Open a console and become the user that you want to schedule tasks for.

Now type crontab -e

This brings up the editor for your crontab or your cron table, which is a list of commands to run and times to run them.

If your new to vi this can be frustrating, vi is the default text editor for most distributions. *(I’ve seen pico in some places.) If it’s pico you can start typing with no problems, if it’s vi, you’ll need to press the insert key first (or the letter i)…

Anyway, if you don’t have any scheduled jobs you’ll start out with a blank slate…

The format for entries is something like this…

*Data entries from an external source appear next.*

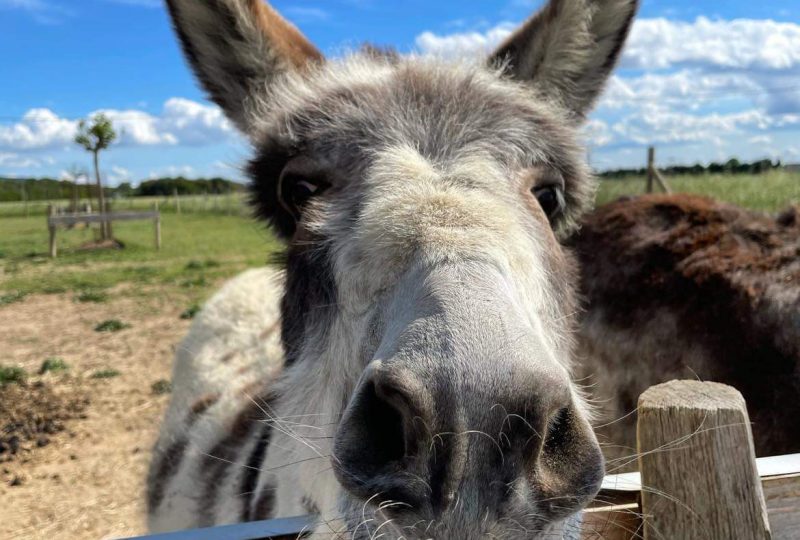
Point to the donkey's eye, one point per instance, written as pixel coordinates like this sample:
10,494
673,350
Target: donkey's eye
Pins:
301,190
551,199
301,180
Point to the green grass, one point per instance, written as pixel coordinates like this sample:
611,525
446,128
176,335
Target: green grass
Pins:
770,192
12,374
161,387
196,251
96,297
191,312
105,374
12,297
111,325
53,365
200,248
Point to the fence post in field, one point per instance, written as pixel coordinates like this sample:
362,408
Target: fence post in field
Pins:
108,224
177,201
157,224
51,227
698,465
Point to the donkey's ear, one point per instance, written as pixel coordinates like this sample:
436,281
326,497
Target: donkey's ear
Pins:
569,48
237,48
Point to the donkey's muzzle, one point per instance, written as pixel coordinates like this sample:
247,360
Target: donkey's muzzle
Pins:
427,442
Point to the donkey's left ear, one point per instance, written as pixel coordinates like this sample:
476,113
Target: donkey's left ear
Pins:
569,48
238,48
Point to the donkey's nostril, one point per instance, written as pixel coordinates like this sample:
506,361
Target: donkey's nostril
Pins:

00 14 * * * /home/userdir/scripts/starttunnel

The first 5 columns control WHEN a job runs. the first column is minutes, the second hours, the third is the day of the month, the fourth is for the month of the year and the 5th column is for the day of the week. After that you can enter the absolute path to the command or script that you want to run. Asterisks mean to match anything, so the above runs EVERY day at 14:00 hours *(2PM)

Let’s say, I want the above script to run at 12:36 PM on July 3rd each year…
36 12 3 7 * /home/userdir/scripts/starttunnel

As for the days of the week, 0 and 7 both refer to Sunday, 1 is Monday, 2 Tuesday, 3 Wednesday, 4 Thursday, 5 Friday and 6 Saturday… So we could make the above run only for those years where July 3rd is a Friday by doing this…

36 12 3 7 5 /home/userdir/scripts/starttunnel

Multiple run times are fairly easy too… Let’s say we want the script to run every thirty minutes…

0,30 * * * * /home/userdir/scripts/starttunnel

This one runs at 0 and 30 of each hour every day. If you’re using vi, you’ll need to press escape, then :wq (colon followed by wq) and enter to write and quit. Under pico ctrl-o to write the file and ctrl-x quits.